AFL-CIO President Richard Trumka weighed in as well:

This draft leaves standing the worst and most oppressive parts of NAFTA. It leaves in place the right of foreign investors to sue the U.S. in private tribunals in order to skirt health, safety and environmental laws. On other important issues, including rules of origin for automobiles, labor and environmental standards, currency misalignment and procurement, the draft plan is either silent or so vague that it could be describing the now defunct Trans-Pacific Partnership - an agreement working people wholeheartedly opposed.

Rewriting the rules of our economy, and specifically changing the way we do trade, was one of the most important issues that voters went to the polls on. If the president wants to keep his promises, he needs to bring that same tough stance he had on the campaign trail to renegotiating America’s trade deals.

Politico's Morning Trade carried reactions from Democrats in Congress:

Rep. Bill Pascrell, the ranking member of the House Ways and Means Trade Subcommittee, called it "baffling" that the draft left out currency manipulation, which Trump had made a signature campaign issue - "let alone call for strong and enforceable commitments." "And I do not get the sense that the administration yet understands the importance of ensuring full implementation of international labor standards in Mexico to ensure the competitiveness of U.S. workers in the North American market," the New Jersey lawmaker added in a statement.

So there it is.
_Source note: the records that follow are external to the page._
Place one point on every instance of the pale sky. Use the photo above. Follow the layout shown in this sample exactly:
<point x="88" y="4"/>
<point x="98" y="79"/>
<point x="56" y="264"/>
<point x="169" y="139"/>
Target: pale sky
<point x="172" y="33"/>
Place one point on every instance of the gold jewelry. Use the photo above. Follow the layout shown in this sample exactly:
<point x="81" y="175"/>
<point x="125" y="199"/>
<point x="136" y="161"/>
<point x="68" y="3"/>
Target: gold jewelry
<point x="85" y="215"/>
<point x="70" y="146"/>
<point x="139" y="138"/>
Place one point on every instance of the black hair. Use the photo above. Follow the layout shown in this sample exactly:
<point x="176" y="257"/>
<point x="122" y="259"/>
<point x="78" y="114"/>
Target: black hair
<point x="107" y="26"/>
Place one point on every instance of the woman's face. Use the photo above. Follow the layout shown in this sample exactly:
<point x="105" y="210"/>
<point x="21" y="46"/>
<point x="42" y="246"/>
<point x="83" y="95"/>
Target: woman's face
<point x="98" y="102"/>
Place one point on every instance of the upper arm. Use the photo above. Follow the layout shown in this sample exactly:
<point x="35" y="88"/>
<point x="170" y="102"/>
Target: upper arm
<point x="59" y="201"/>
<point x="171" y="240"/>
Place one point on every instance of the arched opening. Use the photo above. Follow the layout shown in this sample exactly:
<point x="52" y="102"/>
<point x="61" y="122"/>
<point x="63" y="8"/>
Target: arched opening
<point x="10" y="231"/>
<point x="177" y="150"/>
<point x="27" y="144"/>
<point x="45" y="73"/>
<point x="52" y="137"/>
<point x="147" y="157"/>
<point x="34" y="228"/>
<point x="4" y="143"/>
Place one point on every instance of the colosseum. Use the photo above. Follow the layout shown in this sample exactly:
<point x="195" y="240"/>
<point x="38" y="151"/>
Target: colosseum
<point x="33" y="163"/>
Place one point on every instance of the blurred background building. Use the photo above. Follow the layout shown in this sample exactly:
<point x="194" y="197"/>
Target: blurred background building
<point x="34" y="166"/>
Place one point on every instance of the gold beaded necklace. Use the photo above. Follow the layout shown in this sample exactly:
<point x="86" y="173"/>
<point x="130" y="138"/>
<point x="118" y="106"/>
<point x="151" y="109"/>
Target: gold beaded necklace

The guy who set up Trump University has now set up the Trump administration. It is staffed by family members, Breitbart editors, kooks, and, of course, the upper crust of the very "financial elite" he supposedly ran against.

After scarcely two months in office, the new administration is under investigation for violations ranging from breaking ethics rules to corruption and espionage. Trump has spent roughly a third of his time as president vacationing at his Mar-a-Lago golf resort in Florida and other Trump properties, with the government paying a huge tab - to him - for Secret Service, staffers and others who are along for the ride.

He said what he had to say to win. Now we're stuck.